TRENGGALEK – Jaksa tampaknya harus lebih jeli dalam mengajukan perkara yang ditangani agar bisa dilakukan restorative justice (RJ). Pasalnya, tidak semua perkara yang diajukan disetujui untuk dilakukan RJ.
Buktinya, sejauh ini Kejari Trenggalek telah mengajukan tujuh perkara yang ditangani untuk mendapatkan RJ. Namun, ada satu perkara yang ditolak untuk dilakukan RJ. Alasannya, perkara tersebut tidak memenuhi syarat untuk dilakukan RJ. Jadi mulai diterapkan sudah ada enam perkara di sini yang telah dilaksanakan RJ, ungkap Kajari Trenggalek Masnur.
Dia melanjutkan, satu perkara tersebut ditolak lantaran berdasarkan kajian belum memenuhi syarat untuk dilakukan RJ. Sebab dalam hal ini tidak semua perkara bisa dilakukan RJ, karena harus memenuhi berbagai unsur. Hukum tidak ada di buku tapi ada di hati nurani, karena itu RJ ini telah kami laksanakan dan masyarakat merespons dengan baik, katanya.
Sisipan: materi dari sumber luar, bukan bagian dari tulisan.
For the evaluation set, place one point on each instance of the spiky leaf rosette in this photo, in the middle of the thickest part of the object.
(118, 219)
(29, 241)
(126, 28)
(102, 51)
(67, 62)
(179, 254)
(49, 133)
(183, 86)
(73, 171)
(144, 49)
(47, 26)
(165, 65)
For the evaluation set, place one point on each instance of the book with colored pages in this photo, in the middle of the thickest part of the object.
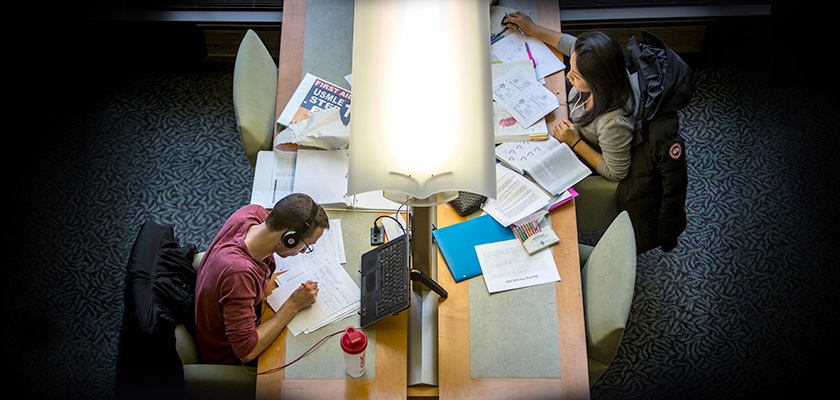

Hal tersebut diakui oleh Kepala Kejaksaan Tinggi (Kejati) Jawa Timur (Jatim) Mia Amiati. Dia menerangkan bila restorative justice bisa dilaksanakan dengan beberapa syarat. Yaitu, pelaku pidana bukan residivis, juga baru pertama kali melakukan tindak pidana dan tidak semata-mata karena keinginan hatinya, tapi mungkin karena ada dorongan emosional maupun masalah ekonomi. Selain itu jangka waktu hukuman tidak lebih dari 5 tahun, ditambah angka kerugian yang disebabkan tidak lebih dari Rp 2,5 juta. Ditambahkan, ada upaya bisa saling memaafkan antara kedua belah pihak. Selain itu pada proses ini direspons positif oleh masyarakat, terangnya.
Proses tersebut bisa dilakukan dengan dihadiri oleh tokoh masyarakat, tokoh adat, tokoh agama di lingkungan sekitar. Karena itu dalam proses RJ tersebut, kejaksaan terus berupaya untuk mendirikan rumah RJ. Saat ini ada 182 rumah restorative justice dan di Trenggalek sendiri ada 14 omah sambung rasa restorative justice, yang tersebar di 14 kecamatan yang ada di Kabupaten Trenggalek. Nantinya dalam rumah tersebut bisa digunakan sebagai tempat mediasi antara pelaku dan korban, ketika ada persoalan hukum yang memenuhi syarat untuk diajukan RJ. Tidak semua kasus pidana harus diselesaikan melalui jalur hukum. Karena itu dengan adanya rumah RJ seperti di Trenggalek bisa jadi fasilitator untuk mencegah, atau mendampingi masyarakat agar tidak mempunyai pikiran bahwa hukum ini selalu lancip ke bawah tapi tumpul ke atas. Sebab, semua rakyat Indonesia ini memiliki tingkatan hukum yang sama di mata pengadilan, jelasnya.(jaz/c1/rka)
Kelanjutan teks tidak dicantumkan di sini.